But what has been missing is an automatic transmission option that is increasingly finding favour among buyers, especially in urban pockets of the country. Well, not anymore because Tata has now equipped Altroz with the dual-clutch technology (DCT) which, at least on paper, promises not just convenience but a spirited drive. The company refers to the transmission as Dual-Clutch Automatic (DCA) and it boasts of several key highlights like a wet clutch, active cooling technology and a 'Self Healing' system which promise to enhance the life of the gearbox while also bringing down maintenance cost. So far so good but how does all of it come together to help Altroz when out and about - within city limits and even beyond?
Here's a drive review of the new Tata Altroz DCA:
Now before I elaborate on my key takeaway from Altroz DCA drive performance, it is perhaps best to explain, theoritically, the highlights of some of the key features that the transmission unit offers.
Wet Clutch with Active Cooling Technology - Tata Motors claims that because of our country's extreme weather conditions, this technology is able to monitor oil temperature at 100 times per second to ensure the vehicle adapts to the challenges at hand.
Shift by Wire Technology - By removing the use of shifter cables, the DCA unit claims to quicken gear change times to 250 milliseconds per shift. The focus is on a smoother yet sportier drive performance.
Self-Healing Mechanism - The technology allows for 'evacuating' dust and debris which may otherwise prevent the smooth operation of the gear shift over a long period.
Now that these three are briefly explained, I quite looked forward to my day out with the Altroz DCA. The day, eventually, turned out to be a mixed bag of sorts. The transmission unit comes mated to the familiar 1.2-litre naturally-aspirated motor that puts out 86 hp and offers 113 Nm of torque. Start the Altroz and slot the gear lever to 'D' and the car gets a move on with a steady demeanour all around. In fact, the steady nature of the up shifts are quite reassuring and so is shifting back to lower gear ratios. There is minimal lag and the DCA lulls you into thinking that it is every bit as refined as it is made out to be.
But while it indeed is quite mature, sophisticated even, the shortcomings begin to appear as soon as you go a little heavy with the throttle inputs. Most of what I mentioned above as strengths take a slight to moderate beating when there is a need to hunt for some speed, and the 1.2-litre motor takes its own, not-so-sweet - time to get the power going. And this is where you may be left wondering if it would have been a better idea to have used the much-touted DCA unit on the turbo engine of the Altroz instead.
Within city limits, especially during peak office traffic hours, one may hardly miss the spirited nature that the Altroz otherwise has. But out on open highways, building up to triple digit speeds will require some labour, overtaking will require some more planning. Reach the top rev though, near or past three-figure speed mark, and the hatchback resumes its reassuring guise.

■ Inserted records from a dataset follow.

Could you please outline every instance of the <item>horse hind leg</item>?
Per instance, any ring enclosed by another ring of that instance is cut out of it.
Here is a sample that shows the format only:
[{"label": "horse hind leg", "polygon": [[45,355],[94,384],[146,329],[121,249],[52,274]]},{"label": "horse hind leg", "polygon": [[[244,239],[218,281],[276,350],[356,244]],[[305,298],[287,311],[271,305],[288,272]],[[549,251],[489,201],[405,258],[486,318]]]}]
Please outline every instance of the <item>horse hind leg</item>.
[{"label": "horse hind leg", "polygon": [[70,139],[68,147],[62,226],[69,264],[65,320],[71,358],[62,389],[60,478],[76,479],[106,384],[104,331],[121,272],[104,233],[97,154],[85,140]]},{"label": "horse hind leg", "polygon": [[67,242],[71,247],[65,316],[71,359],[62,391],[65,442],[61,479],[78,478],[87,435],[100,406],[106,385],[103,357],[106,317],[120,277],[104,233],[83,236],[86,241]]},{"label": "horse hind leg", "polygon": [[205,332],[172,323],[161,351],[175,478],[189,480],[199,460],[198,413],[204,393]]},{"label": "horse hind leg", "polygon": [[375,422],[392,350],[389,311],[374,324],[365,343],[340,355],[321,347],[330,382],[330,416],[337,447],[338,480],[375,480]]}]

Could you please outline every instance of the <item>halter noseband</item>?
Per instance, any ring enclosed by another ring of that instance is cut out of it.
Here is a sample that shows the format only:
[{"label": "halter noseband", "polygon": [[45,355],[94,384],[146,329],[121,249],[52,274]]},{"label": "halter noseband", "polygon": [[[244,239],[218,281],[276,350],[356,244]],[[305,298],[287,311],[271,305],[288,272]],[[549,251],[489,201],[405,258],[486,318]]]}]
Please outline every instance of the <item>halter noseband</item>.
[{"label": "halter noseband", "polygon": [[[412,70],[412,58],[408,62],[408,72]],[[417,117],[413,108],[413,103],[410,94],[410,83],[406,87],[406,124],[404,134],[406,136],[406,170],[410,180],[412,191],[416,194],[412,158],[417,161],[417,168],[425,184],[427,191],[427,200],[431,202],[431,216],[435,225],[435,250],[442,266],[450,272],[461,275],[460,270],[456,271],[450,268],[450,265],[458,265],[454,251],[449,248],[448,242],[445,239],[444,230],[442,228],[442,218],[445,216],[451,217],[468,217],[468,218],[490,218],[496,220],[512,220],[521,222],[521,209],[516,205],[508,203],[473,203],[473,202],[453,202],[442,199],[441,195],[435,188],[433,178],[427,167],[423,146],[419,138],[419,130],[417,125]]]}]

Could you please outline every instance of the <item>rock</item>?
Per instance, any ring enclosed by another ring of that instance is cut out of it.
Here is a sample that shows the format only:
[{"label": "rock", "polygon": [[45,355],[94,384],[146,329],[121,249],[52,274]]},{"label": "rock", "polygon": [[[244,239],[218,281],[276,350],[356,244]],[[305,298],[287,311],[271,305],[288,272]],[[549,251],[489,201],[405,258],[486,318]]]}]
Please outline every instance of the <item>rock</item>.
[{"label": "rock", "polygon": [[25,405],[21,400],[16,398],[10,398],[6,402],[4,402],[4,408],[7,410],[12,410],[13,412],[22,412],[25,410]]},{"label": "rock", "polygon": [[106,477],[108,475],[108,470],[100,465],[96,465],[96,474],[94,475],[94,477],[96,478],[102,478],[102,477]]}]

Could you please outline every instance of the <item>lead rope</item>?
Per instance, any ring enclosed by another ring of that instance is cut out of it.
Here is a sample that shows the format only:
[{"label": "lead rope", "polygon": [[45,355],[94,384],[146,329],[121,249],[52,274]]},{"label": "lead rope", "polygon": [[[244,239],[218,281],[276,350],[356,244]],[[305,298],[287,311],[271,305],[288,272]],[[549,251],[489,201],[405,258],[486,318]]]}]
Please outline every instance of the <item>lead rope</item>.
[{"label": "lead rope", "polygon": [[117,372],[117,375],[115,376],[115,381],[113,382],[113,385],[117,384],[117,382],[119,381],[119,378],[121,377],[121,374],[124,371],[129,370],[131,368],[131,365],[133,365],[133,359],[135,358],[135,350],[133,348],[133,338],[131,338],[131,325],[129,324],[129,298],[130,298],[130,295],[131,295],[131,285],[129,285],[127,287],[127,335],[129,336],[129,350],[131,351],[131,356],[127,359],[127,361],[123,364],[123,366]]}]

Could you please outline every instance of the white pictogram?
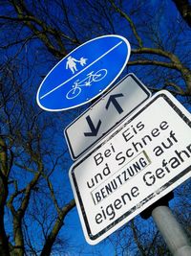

Fortunately though, the inherent strengths of the Altroz remain as is. The car remains steady at high speeds and dives into corners with confident determination. There is a heft all around the Altroz that you won't find in the Baleno or even the i20, and that is quite reassuring. The suspension set up remains slightly firm which allows for the car to embrace speedbreakers more than glide over them.
Add to all of this the fact that Altroz is also a rather spacious car and the package remains one of worth.
Tata Altroz DCA cabin:
The Altroz DCA has an identical cabin to of the standard Altroz, which - barring a few factors - still works in favour of the model. While rear-seat space and comfort remains quite good, the layout of the dashboard continues to speak volumes of the distance Tata Motors has come from the erstwhile days of Indica. The layered dash with its interplay of colours and textures gives the cabin an upmarket appearance while well-bolstered seats and storage spaces all around enhance the long-drive strength as well. The semi-digital driver display remains as is, and so does the seven-inch main display screen. Now it is this screen that I feel could have done with an update in terms of dimensions even if remains ever as responsive to touch. There is also no sunroof which is a feature I may not be a fan of but is sought-after by buyers across segments.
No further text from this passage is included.